An earthquake struck Ecuador late on Saturday:
A 7.8-magnitude earthquake struck on Ecuador's coast Saturday, leaving at least 28 people dead and causing buildings to shake in cities more than 100 miles away and collapsing an overpass, authorities and witnesses said.
The temblor struck just before 7 p.m. local time (8 p.m. ET) with an epicenter 16 miles south-southeast of the coastal town of Muisne, located on the country's northwestern coast, the U.S. National Geological Survey said. The quake was recorded at a depth of about 12 miles.
USGS.
[Ed. addition.] There were major quakes over the past few days in Japan, as well:
2016-04-15 16:25:06 (UTC) Magnitude: 7.0
2016-04-14 15:03:46 (UTC) Magnitude 6.0
2016-04-14 12:26:36 (UTC) Magnitude 6.2
(Score: 4, Insightful) by martyb on Sunday April 17 2016, @05:56PM
I've experienced an earthquake, twice.
First time, I was on a business trip in California. Didn't know what it was until I was told afterwards. I was in my hotel room and heard what sounded like one of the maids pushing one of their supply carts in a huge hurry down the hallway. This was a minor quake (IIRC a 4.1 or so), and the building was built to shift and defuse the intensity of any land motion. As I was in California, I was kind of expecting/hoping for a (small!) quake so that I could say I had experienced one.
The second time, I was meeting with a bunch of friends. Was outside the building just prior to the time the meeting was to start. There were about 20 of us outside there. At first, i heard what I thought was a very loud jet taking off from a nearby airport. Then the ground started shaking. And shaking. next thought was it was a passing train, but I knew I was not close enough to a rail line for it to be that. It took me better than 15 seconds to finally figure out what it was. Lasted a bit over a minute.
The scary part was there was no way of knowing whether, at any given moment, the quake had crested and was now subsiding, or was still building to an even stronger quake. This was in an area where quakes are very rare. There might be a couple of mention in the entire state over the course of a year, and even those would be of small intensity.
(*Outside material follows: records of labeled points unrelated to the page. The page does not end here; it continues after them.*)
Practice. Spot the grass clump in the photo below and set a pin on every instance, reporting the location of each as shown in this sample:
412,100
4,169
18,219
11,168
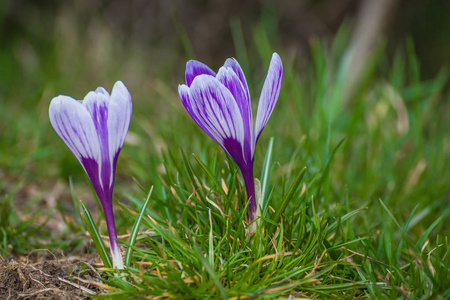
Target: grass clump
355,186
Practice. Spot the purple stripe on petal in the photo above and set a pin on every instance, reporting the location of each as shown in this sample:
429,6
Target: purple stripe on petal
233,64
230,80
119,117
195,68
269,94
215,110
75,126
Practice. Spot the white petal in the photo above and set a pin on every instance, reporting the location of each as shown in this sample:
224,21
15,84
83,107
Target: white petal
75,126
269,94
119,117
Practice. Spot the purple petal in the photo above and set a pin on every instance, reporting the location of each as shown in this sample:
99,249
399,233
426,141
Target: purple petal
233,64
195,68
214,109
240,93
119,116
74,124
269,94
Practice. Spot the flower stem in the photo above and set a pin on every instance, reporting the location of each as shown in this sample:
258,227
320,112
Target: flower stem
247,173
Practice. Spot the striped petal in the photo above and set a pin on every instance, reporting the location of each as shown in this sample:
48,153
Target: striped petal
119,117
195,68
269,94
74,124
233,83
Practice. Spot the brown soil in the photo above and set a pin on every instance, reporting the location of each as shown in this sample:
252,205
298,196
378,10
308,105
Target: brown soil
53,280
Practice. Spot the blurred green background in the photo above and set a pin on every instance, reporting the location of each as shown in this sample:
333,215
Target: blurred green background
374,72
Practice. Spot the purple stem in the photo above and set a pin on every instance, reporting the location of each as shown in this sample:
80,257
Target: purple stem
109,216
247,173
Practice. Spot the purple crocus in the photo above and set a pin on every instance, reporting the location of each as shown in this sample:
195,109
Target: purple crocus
94,129
220,105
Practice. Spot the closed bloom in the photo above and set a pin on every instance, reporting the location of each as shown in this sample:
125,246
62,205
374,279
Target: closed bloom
94,129
220,105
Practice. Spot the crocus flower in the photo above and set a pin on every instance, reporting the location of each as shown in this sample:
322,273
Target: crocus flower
94,129
220,105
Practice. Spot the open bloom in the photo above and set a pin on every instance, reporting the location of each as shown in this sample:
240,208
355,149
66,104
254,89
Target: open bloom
220,105
94,129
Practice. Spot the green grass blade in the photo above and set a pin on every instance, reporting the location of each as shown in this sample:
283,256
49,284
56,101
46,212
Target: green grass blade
285,201
135,229
95,235
265,174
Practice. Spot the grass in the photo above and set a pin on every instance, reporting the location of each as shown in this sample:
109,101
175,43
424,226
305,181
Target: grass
356,179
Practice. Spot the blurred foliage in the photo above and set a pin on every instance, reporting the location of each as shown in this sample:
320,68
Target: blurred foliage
394,160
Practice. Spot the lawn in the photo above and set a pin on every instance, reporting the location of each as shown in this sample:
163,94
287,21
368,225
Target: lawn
355,177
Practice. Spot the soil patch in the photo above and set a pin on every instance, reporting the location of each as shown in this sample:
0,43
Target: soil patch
53,280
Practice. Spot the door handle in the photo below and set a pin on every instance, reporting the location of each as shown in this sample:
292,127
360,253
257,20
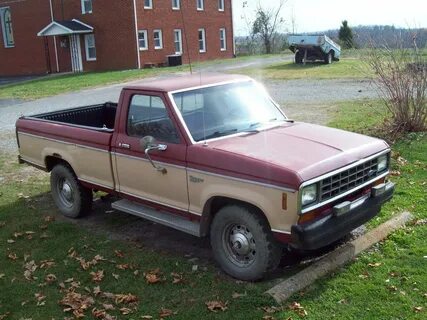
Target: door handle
124,145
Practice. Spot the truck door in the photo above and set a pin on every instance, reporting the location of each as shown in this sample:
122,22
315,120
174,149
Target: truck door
162,181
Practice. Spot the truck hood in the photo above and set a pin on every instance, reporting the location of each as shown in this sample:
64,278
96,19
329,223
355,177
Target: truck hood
304,150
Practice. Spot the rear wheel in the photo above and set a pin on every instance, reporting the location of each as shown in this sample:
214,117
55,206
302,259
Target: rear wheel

Pardon the pun, but it really shook me up. I was standing on the ground, looking over a landscape I'd seen many times before, but even though I was not walking, I still felt motion... that was VERY disturbing. There was this haunting feeling for the next week or so of waiting for another one to hit. IIRC, this quake was on the order of a 6.2 magnitude.
Thankfully, we experienced no follow-on quakes from this one. That is not always the case. Large quakes are often followed by aftershocks, and, again, there is no way of knowing during the quake what the ultimate intensity or duration will be.
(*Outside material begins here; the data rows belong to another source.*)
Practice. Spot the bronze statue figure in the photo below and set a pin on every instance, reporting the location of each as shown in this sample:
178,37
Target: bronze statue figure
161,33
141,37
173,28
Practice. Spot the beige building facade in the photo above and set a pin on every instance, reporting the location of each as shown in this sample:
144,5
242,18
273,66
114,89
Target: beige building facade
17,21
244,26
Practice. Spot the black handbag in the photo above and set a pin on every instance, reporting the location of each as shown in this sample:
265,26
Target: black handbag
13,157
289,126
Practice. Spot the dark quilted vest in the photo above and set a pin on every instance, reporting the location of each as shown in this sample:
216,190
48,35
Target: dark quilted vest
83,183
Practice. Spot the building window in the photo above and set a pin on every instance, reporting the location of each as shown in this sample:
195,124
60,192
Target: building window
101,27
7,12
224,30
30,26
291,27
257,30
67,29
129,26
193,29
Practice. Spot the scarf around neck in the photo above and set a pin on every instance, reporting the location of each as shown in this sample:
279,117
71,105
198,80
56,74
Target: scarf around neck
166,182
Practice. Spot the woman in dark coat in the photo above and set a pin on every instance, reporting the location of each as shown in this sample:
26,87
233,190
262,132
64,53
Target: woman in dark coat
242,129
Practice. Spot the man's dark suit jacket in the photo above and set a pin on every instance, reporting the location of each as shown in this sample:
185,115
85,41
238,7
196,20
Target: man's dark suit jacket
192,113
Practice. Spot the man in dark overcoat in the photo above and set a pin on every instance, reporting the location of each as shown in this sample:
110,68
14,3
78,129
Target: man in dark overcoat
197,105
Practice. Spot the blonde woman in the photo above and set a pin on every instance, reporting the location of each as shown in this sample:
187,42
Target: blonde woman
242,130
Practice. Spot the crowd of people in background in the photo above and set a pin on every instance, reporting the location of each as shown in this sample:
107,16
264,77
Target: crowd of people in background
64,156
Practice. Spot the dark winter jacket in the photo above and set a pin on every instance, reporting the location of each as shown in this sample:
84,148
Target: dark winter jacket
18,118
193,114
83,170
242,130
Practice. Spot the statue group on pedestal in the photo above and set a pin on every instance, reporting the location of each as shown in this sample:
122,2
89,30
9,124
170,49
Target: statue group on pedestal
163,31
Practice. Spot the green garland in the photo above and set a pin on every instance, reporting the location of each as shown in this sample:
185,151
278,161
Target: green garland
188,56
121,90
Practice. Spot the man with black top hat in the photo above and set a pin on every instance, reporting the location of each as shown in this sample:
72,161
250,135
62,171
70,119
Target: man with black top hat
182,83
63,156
My heart goes out to those in the affected areas. I cannot begin to imagine what kind of mental anguish each aftershock must bring.
Wit is intellect, dancing.
(Score: 1, Interesting) by Anonymous Coward on Sunday April 17 2016, @07:15PM
I'm with you on that one.
I've been living in Japan for almost a decade now... there's a noticeable quake at least every few weeks.
The biggest one was, of course, the Tohoku Earthquake of 2011; I was in Tokyo at the time. Seeing 10-floor buildings visibly shake and weave was an... interesting experience. Quite scary. Some of the aftershocks were over magnitude 7, and kept occuring for about a year. The first month or so was... very shaky, with multiple large quakes a day.
To be honest, sometimes I'm not even sure why I stay here, but it's quite nice when there's no earthquakes and/or volcanoes.
(Score: 2) by Runaway1956 on Sunday April 17 2016, @09:07PM
I spent a year on Adak island in Alaska, way out in the Aleutians. My second or third day, the ground shook. No one around me got excited - they just shrugged it off. Tremors and quakes were reported almost on a daily basis, with the weather. You get jaded after awhile.
Some years later, I was in a second floor apartment in a little town near Pittsburgh, Pa. The room moved. I was puzzled, because, we just don't HAVE earthquakes near Pittsburgh. There was construction out in the street, and I wondered if a backhoe had hit something, and transmitted a "tremor" up into the building. Or, maybe one of the mines nearby had an explosion. The evening news announced that there had been an earthquake way out in Missourri.
More years later, I've felt a few mild tremors in Arkansas. Others, I haven't even noticed.
All of that, and I've never experienced a destructive quake.
Hail to the Nibbler in Chief.
(Score: 0) by Anonymous Coward on Monday April 18 2016, @01:17AM
Not an earthquake, but felt like one. Staying with friends on the 6th (top) floor in Boston Chinatown. One morning, a 3 story brick building across the alley blew up in a natural gas explosion. Our building shook enough that some of the concrete "trim" bits around the roof parapet fell to the street. At first we thought a truck might have hit our building.
The family that lived in the building that exploded was away. They had one tenant on the top floor and he was in bed, woke up on top of a huge pile of bricks, amazingly OK. Climbed down and went in to work...at a Chinese restaurant.